I know that we have talked about robots on past blogs but this time I would like to bring forth the topic of undesirable robots, crawlers and spiders. I shall be referring to them collectively as robots. Firstly and most importantly, not all robots are bad. There are malicious robots out there but I won’t be discussing them in this blog. Secondly, not all robots are good. Search engines use robots to crawl your websites, the data they collect is use for rankings and SERPS. Certain Search Engine Optimisation specialist tools use robots to analyse links, amongst other things.
Ultimately the question is, “what makes a robot undesirable?”
Although robots can be multipurpose, you can generally categorise them as: search engine, context analyser, archive maker and the questionable.
Search engine bots crawl through websites gathering information for use in SERPS and ranks. They are a good thing unless you don’t want anyone to find your site. Most search bots will honour your robots.txt file to regulate what it will and will not look at. Some robots are specifically crawling for images, if you feel it necessary, you can block them.
Context analysers are typically responsible for targeted adverts and banners. These don’t mean any harm and don’t go where they aren’t invited. There are only a handful of bots that fall into this category.
Archive-makers crawl around the web making copies of sites for the posterity of the Internet.
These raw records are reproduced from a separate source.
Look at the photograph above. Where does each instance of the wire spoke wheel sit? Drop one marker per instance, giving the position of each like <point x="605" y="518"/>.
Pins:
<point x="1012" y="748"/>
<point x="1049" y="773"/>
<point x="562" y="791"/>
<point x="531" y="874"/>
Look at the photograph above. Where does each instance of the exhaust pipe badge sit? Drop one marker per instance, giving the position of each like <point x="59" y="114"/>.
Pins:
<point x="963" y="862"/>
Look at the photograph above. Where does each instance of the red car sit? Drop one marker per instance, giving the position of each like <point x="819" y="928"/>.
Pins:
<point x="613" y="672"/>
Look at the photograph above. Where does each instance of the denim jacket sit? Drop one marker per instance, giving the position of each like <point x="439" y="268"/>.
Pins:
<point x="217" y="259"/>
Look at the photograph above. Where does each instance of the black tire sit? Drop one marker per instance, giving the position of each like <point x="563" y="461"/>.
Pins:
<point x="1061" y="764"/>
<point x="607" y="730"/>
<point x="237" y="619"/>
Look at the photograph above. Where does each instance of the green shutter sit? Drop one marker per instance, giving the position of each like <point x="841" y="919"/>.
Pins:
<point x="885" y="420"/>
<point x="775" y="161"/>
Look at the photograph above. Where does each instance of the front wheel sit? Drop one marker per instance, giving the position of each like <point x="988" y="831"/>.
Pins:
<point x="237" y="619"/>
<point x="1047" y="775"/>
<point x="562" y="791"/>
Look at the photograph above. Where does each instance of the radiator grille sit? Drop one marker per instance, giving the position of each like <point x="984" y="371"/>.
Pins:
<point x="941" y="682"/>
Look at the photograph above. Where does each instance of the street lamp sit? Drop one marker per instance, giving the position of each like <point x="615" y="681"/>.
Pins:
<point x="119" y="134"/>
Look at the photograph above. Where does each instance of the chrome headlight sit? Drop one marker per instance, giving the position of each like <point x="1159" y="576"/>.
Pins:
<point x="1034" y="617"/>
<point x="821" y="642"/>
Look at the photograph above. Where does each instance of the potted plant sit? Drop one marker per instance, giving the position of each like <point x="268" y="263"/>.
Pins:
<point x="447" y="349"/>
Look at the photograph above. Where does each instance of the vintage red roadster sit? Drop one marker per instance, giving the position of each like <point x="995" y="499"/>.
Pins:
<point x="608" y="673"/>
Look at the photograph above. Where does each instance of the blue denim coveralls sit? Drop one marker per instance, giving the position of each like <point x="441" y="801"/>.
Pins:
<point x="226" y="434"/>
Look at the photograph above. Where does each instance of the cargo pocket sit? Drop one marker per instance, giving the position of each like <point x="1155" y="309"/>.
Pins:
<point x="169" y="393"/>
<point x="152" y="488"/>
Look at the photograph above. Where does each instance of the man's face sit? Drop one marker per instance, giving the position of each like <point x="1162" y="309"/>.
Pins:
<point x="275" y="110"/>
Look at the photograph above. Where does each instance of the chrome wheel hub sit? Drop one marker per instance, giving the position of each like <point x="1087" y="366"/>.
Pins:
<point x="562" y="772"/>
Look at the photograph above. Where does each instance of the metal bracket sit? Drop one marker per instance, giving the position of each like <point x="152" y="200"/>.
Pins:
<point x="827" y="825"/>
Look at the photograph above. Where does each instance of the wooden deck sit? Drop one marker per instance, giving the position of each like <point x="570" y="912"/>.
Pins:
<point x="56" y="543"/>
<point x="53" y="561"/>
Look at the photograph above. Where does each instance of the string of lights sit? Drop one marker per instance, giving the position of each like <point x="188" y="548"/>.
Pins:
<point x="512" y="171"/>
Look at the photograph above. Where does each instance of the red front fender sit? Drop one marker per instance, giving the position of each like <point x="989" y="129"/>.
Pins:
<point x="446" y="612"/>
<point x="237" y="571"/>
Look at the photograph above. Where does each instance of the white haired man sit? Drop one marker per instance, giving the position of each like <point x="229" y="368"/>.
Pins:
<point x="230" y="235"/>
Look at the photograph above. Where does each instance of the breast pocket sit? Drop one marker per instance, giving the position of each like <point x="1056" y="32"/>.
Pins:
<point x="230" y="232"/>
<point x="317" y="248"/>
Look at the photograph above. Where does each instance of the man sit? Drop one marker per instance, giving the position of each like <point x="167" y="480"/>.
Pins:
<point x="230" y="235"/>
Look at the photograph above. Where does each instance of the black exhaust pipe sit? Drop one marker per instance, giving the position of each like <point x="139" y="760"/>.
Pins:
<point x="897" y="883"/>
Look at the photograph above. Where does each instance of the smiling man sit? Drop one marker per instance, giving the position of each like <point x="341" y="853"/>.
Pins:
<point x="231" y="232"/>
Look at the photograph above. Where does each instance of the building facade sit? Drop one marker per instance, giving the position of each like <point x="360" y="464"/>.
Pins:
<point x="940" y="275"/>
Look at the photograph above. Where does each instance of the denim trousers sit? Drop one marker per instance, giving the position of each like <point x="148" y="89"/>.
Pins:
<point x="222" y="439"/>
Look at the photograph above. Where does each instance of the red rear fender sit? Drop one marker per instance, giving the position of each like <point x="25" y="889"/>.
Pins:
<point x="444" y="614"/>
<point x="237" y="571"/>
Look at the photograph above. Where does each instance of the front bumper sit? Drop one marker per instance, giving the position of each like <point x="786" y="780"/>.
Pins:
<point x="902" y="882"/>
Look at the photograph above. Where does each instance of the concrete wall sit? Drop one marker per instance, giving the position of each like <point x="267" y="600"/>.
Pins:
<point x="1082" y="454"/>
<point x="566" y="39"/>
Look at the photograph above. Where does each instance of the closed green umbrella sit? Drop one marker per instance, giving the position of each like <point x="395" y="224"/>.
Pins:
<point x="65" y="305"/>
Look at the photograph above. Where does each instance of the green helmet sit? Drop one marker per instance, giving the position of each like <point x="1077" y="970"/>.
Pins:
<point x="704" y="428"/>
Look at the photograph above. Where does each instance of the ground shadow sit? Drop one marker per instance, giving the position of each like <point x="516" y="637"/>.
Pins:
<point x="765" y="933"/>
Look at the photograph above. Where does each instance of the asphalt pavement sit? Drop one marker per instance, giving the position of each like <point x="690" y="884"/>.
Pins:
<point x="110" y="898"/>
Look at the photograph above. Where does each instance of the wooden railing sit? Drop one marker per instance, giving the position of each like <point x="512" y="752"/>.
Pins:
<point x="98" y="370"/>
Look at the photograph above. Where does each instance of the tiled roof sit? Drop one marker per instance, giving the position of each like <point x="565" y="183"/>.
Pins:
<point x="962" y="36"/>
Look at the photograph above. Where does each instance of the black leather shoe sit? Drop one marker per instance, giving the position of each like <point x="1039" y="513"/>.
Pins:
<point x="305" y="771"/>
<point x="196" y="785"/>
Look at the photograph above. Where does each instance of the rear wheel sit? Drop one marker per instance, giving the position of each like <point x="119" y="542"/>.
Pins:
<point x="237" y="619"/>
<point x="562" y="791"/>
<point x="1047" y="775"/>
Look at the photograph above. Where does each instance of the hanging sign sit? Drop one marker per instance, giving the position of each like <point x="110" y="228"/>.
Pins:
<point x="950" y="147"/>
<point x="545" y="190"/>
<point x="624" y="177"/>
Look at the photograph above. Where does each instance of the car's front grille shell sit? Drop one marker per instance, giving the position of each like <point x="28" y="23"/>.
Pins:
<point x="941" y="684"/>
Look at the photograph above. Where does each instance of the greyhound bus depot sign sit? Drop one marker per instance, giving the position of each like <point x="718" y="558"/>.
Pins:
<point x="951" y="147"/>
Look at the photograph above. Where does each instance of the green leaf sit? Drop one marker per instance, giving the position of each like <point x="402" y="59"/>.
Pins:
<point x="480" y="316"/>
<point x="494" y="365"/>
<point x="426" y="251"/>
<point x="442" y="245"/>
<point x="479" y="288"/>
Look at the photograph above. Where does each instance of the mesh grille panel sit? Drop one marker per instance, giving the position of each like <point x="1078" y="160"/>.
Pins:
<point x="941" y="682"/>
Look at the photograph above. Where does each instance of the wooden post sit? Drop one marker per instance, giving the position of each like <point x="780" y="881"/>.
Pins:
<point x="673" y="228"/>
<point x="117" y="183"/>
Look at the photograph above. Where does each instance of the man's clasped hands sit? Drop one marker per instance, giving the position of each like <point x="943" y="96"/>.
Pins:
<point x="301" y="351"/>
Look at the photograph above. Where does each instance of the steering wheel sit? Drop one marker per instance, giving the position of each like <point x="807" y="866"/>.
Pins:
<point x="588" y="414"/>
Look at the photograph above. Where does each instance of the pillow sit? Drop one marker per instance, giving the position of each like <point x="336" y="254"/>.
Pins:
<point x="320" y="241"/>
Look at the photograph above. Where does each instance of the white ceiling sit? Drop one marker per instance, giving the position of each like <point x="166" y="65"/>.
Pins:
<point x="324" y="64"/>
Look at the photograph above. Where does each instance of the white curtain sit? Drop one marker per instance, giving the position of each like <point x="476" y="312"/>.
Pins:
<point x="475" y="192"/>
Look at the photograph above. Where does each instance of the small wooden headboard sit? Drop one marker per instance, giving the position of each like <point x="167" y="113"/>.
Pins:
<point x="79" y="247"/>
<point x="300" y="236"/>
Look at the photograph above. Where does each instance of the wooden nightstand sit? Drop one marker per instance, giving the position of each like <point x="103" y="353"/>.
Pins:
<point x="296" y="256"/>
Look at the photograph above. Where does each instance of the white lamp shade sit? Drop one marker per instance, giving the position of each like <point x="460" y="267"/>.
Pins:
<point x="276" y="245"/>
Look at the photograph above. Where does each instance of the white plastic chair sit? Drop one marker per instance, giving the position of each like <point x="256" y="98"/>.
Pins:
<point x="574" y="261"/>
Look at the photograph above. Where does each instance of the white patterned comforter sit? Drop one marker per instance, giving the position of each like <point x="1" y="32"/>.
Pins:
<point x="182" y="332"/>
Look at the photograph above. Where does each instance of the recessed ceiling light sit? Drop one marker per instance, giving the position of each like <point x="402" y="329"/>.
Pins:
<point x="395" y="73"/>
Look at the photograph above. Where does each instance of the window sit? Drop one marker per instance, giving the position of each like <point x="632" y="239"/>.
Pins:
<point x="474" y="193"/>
There aren‘t very many of these robots and it is useful to have old versions of your website handy.
Some robots have questionable intentions that don’t necessarily have any benefits for your site. Link checker tools fall into this category, they are very useful but how frequently does it need to be used and who needs to use it on your site. There are tools that download websites for offline browsing but you may not want whole copies of your site being taken. Some automated tools can overwhelm your server and become in effect a denial-of-service attack.
The topic of undesirable robots is often overlooked since website, by design, are in the public domain. However, I believe that robots should benefit your site and its users. Any robots that may negative affect services or server performance are undesirable and need to be blocked through the robots.txt or more severely through .htaccess (or web.config).